L’ensemble de l’interview ne suscite ni envie, ni bonheur. Elle ne crée pas d’appétence pour l’Europe. Elle nourrit l’image d’une Europe lointaine, technicienne et gestionnaire, même si Jean-Claude Juncker s’attache à user de formules et à exprimer des émotions.

Côté formules, Jean-Claude Juncker dit à deux reprises que « l’armée française sauve souvent l’honneur de l’Europe » (3 min 30). Il caresse l’auditeur français dans le sens du poil, mais soit la formule est creuse (qu’est-ce que l’honneur de l’Europe en Syrie ?), soit il convient d’en tirer toutes les conséquences, et notamment l’idée que les pays européens sans armée ou n’engageant pas leur armée saliraient l’honneur de l’Europe. Je choisis la première option : la formule est creuse.

Côté émotions, même lorsque Jean-Claude Juncker dit « je me suis senti très tunisien » (1 min 25) après l’attentat au Musée du Bardo ou « je suis un amoureux de la Grèce » (9 min 40), cela sonne froid et mécanique. J’aurais aimé une incarnation plus chaleureuse de l’Europe.

Une expression lisse, refusant les aspérités

Jean-Claude Juncker est un président qui, souvent, prend soin de ne pas décider, brusquer, alarmer, ni incarner sa fonction par l’expression de ses opinions.

Il ne s’affirme pas, probablement par souci de survie politique. Il ne prononce pas un mot plus haut que l’autre et a volontiers recours à la langue de bois ou à une langue technicienne, par exemple lorsqu’il indique que l’Europe n’est pas en danger, mais en alerte (0 min 30) et que « nous sommes en face d’un risque de guerre poly forme » (3 min) – ce qui veut tout dire et rien dire. Si ces langues, en vogue dans les institutions européennes, font prendre peu de risque, elles empêchent les auditeurs de visualiser des actions concrètes et entretiennent la méconnaissance de l’UE.

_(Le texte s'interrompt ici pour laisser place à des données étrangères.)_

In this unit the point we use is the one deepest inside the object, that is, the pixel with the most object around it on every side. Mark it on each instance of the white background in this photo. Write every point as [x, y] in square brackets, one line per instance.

Dans le même registre, Jean-Claude Juncker s’efface souvent derrière un débat en cours ou à ouvrir et derrière le processus législatif, par exemple à propos de son propre plan d’investissements. Après avoir déclaré que « sans l’armée française, l’Europe serait sans défense », il refuse de s’aventurer dans des terres instables et risquées, lorsque Jean-Pierre Elkabbach lui demande : « est-il normal que les Français paient pour la sécurité de tous [les Européens] ? » (3 min 45) et lorsqu’il l’interroge sur une mutualisation européenne des dépenses françaises de défense et sur la prise en compte de ces dépenses dans le calcul du déficit de la France. A ce moment de l’interview, Jean-Pierre Elkabbach aurait certainement pu bousculer davantage le Président de la Commission.

Une réponse courte pour dire une chose, puis une autre réponse courte pour dire son contraire

Jean-Claude Juncker multiplie les réponses très courtes – ce qui lui permet de saucissonner son message et de dire une chose et une contraire dans des réponses distinctes et espacées de quelques questions. Illustration avec la séquence de l’interview consacrée à la France, à ses dépenses publiques et au respect des règles budgétaires européennes (4 min 55).

Jean-Pierre Elkabbach doit enchaîner trois questions fermées avant d’obtenir une réponse simple. Jean-Claude Juncker commence par la langue de bois, puis considère qu’il existe un débat et non pas une défiance de Bruxelles vis-à-vis de Paris et, enfin, affirme croire Manuel Valls lorsque celui-ci dit que la France tiendra sa promesse d’un déficit réduit à 2,8% en 2017 (5 min 40).

A ce stade, on comprend que Paris a réussi à convaincre Bruxelles. Les questions portent ensuite sur les 4 Mds€ d’économies supplémentaires qui doivent être réalisées par la France. Jean-Pierre Elkabbach demande : « estimez-vous que la France fait des efforts suffisants ? » (6 min 20). La réponse de Jean-Claude Juncker tombe comme un couperet : « pour l’instant, les efforts [de la France] ne sont pas suffisants ». On a maintenant du mal à comprendre, mais Jean-Pierre Elkabbach ne reboucle pas avec la réponse affirmative énoncée une minute plus tôt par Jean-Claude Juncker et déjà distante de plusieurs questions.

Lors de son accession à la présidence de la Commission en octobre 2014, Jean-Claude Juncker donnait l’impression d’avoir pris conscience de l’urgence : il parlait alors « d’une Commission de la dernière chance ». Aujourd’hui, il ne semble pas avoir pris conscience qu’il y a urgence à changer sa communication orale et l’image qu’il projette pendant ses interviews.